Christie adapted the book into a highly successful stage play in 1951 but omitted Poirot from the narrative.

=== British television movie ===
In 2004, the novel was broadcast as a television movie featuring David Suchet as Poirot, Sarah Miles as Lady Angkatell, Edward Hardwicke as Sir Henry Angkatell, Jonathan Cake as John Christow, Claire Price as Gerda Christow, Megan Dodds as Henrietta Savernake, Lysette Anthony as Veronica Cray and Edward Fox as Gudgeon, as part of the series Agatha Christie's Poirot.

The character of David Angkatell and some details are omitted (for example, the drawing of the card representing death). The ending is significantly altered (Gerda doesn't attempt to poison Henrietta and instead commits suicide).
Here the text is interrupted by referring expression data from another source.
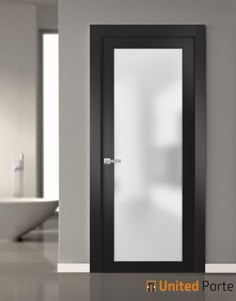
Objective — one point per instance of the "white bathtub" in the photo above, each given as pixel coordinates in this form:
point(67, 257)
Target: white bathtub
point(20, 215)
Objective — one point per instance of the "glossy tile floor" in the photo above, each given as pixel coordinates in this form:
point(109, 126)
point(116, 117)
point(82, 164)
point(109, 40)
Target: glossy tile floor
point(28, 272)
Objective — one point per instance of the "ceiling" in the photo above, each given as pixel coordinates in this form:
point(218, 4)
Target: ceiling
point(38, 2)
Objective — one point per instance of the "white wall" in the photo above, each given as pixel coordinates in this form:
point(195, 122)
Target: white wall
point(18, 84)
point(74, 20)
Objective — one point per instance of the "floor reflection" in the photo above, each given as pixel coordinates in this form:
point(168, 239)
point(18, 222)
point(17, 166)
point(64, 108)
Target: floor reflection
point(100, 287)
point(28, 272)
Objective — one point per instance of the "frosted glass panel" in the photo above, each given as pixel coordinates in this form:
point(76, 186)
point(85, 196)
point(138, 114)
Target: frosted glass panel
point(148, 140)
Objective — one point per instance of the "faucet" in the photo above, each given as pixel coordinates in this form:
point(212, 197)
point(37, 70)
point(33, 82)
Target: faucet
point(18, 174)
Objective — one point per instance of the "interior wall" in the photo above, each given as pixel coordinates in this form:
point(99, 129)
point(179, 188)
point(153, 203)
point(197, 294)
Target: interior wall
point(18, 83)
point(74, 20)
point(47, 17)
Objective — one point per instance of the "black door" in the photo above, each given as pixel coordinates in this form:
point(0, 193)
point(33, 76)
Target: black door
point(147, 148)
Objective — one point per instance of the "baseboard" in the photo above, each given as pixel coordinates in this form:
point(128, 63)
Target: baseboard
point(220, 268)
point(73, 267)
point(85, 268)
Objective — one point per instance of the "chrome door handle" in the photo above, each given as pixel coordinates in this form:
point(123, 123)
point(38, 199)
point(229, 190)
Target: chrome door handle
point(111, 161)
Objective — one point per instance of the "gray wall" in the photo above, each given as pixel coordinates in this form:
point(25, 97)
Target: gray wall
point(47, 17)
point(18, 96)
point(74, 20)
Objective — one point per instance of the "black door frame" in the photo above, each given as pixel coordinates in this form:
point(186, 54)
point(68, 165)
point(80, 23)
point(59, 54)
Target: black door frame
point(99, 34)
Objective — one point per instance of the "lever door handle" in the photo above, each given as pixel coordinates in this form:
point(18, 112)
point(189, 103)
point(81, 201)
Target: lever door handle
point(111, 161)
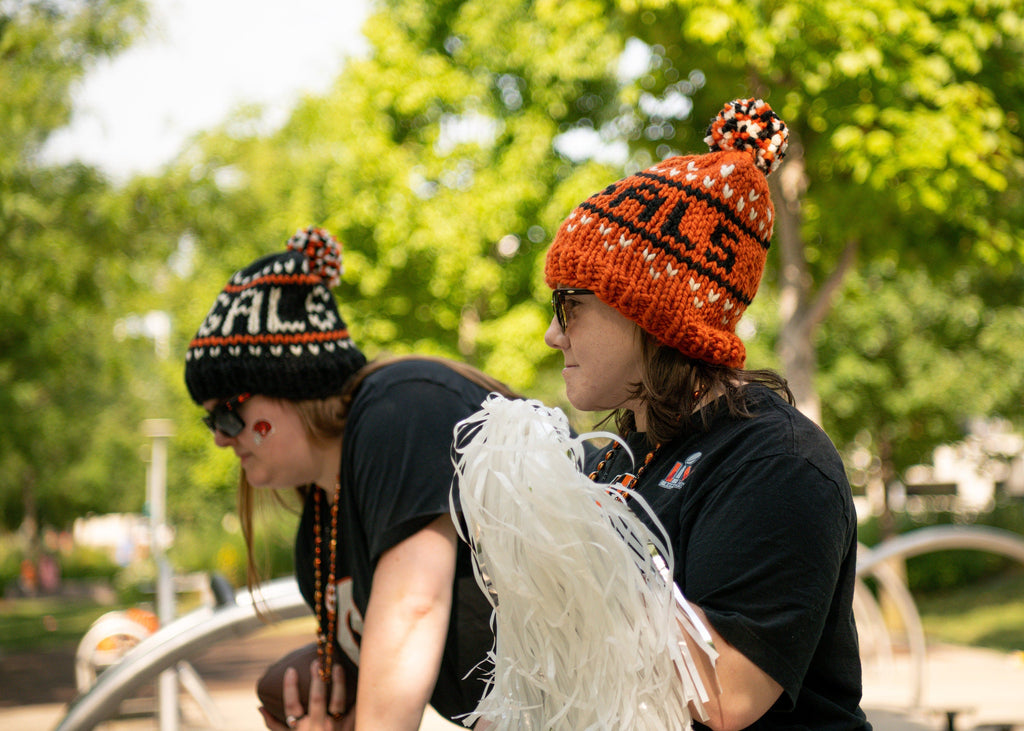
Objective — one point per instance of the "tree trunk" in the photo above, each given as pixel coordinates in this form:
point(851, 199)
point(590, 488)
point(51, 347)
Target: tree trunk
point(801, 307)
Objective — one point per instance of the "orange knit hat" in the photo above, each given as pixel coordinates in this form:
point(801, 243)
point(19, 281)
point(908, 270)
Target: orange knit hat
point(679, 248)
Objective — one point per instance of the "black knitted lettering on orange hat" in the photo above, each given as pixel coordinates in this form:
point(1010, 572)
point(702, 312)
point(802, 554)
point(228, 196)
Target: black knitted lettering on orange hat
point(680, 248)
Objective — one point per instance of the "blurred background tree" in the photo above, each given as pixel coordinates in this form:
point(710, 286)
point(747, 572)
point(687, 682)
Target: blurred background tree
point(445, 158)
point(65, 277)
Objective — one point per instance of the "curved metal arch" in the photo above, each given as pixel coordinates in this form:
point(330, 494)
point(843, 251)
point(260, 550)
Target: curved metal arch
point(177, 641)
point(943, 538)
point(936, 538)
point(281, 599)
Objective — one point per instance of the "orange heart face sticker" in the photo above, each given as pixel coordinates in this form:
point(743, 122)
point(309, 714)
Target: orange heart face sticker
point(262, 429)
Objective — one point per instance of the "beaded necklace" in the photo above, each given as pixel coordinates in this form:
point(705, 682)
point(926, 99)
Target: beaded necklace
point(325, 639)
point(628, 479)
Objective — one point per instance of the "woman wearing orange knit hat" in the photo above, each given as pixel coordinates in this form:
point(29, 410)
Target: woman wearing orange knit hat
point(650, 276)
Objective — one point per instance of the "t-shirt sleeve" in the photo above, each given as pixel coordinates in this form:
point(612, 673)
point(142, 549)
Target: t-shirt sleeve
point(397, 460)
point(763, 561)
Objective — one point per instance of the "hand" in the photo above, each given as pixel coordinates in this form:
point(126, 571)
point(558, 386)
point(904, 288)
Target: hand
point(322, 715)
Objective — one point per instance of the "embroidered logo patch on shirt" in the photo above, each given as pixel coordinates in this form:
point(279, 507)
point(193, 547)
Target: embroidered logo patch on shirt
point(676, 477)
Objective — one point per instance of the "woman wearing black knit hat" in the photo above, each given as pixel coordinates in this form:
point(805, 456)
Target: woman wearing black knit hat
point(400, 622)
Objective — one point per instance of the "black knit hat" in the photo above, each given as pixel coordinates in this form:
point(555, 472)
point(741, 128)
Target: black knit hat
point(275, 330)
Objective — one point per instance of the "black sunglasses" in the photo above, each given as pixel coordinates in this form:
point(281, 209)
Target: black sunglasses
point(558, 302)
point(224, 419)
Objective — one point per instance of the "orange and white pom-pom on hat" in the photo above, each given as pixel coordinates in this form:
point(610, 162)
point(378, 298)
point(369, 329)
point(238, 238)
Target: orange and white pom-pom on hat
point(680, 248)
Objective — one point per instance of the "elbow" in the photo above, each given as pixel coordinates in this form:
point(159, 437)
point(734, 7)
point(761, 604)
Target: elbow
point(725, 721)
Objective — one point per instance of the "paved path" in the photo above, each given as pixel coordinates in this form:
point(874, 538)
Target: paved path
point(984, 688)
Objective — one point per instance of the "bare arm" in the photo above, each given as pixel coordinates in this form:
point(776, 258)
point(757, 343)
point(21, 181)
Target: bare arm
point(406, 628)
point(743, 692)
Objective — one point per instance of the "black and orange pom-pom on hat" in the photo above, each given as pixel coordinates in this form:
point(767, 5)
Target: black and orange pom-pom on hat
point(680, 248)
point(274, 329)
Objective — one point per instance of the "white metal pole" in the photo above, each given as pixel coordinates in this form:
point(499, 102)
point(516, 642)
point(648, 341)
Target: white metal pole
point(160, 430)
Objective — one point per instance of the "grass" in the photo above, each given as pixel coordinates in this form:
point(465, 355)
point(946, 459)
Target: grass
point(43, 624)
point(988, 613)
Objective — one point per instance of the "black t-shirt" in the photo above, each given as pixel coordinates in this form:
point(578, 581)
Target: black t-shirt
point(396, 472)
point(761, 521)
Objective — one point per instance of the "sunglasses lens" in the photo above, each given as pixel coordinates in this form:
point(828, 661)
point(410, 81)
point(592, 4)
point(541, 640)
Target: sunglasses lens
point(224, 420)
point(557, 304)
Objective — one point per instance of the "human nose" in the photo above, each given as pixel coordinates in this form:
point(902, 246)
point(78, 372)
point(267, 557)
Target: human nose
point(555, 337)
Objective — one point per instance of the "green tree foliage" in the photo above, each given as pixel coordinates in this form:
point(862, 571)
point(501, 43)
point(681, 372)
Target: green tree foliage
point(905, 123)
point(441, 160)
point(940, 350)
point(57, 234)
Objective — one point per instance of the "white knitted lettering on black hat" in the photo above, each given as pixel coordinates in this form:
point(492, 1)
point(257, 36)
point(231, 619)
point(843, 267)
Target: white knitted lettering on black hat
point(275, 329)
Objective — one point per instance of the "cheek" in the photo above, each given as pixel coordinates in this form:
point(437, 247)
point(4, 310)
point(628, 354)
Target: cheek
point(262, 430)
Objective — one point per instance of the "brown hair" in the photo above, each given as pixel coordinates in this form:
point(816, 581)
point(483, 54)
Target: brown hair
point(673, 386)
point(324, 420)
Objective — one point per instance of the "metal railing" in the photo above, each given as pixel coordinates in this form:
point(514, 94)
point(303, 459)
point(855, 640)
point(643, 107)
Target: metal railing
point(280, 599)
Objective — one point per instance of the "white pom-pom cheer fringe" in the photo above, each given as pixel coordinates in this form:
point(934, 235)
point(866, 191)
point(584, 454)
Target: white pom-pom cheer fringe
point(589, 635)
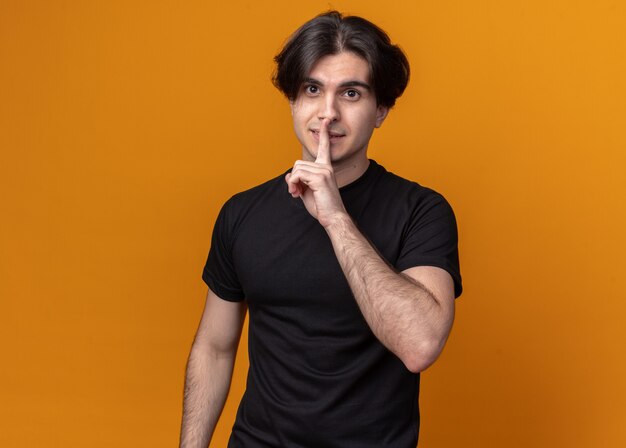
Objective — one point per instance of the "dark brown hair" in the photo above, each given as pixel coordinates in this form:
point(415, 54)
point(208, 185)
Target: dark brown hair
point(331, 33)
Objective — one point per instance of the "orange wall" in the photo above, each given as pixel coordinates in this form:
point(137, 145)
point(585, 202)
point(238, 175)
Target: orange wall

=== French television episode ===
A French adaptation as part of the television series Les Petits Meurtres d'Agatha Christie was broadcast in 2021 Les Petits Meurtres d'Agatha Christie#Series Three: 1970s France.

=== French movie ===
The Great Alibi (French: Le Grand Alibi) is a 2008 French mystery film directed by Pascal Bonitzer. The screenplay is based on The Hollow, although Poirot doesn't appear in this film version.

== Publication history ==

Dustjacket illustration of the first UK edition (Book was first published in the United States)

- 1946, Dodd Mead and Co. (New York), 1946, Hardback, 279 pp.
- 1946, Collins Crime Club (London), November 1946, Hardback, 256 pp.
- 1948, Pocket Books (New York), Paperback (Pocket number 485)
- 1950, Pan Books, Paperback, 239 pp. (Pan number 119)
- 1957, Fontana Books (Imprint of HarperCollins), Paperback, 189 pp.
- 1974, Ulverscroft Large-print Edition, Hardcover, 431 pp. ISBN 0-85456-301-6

The American serialisation of this story was a four-part shortened version in Collier's Weekly between 4 May (Volume 117, Number 18) and 25 May 1946 (Volume 117, Number 21) under the title of The Outraged Heart with illustrations by Mario Cooper.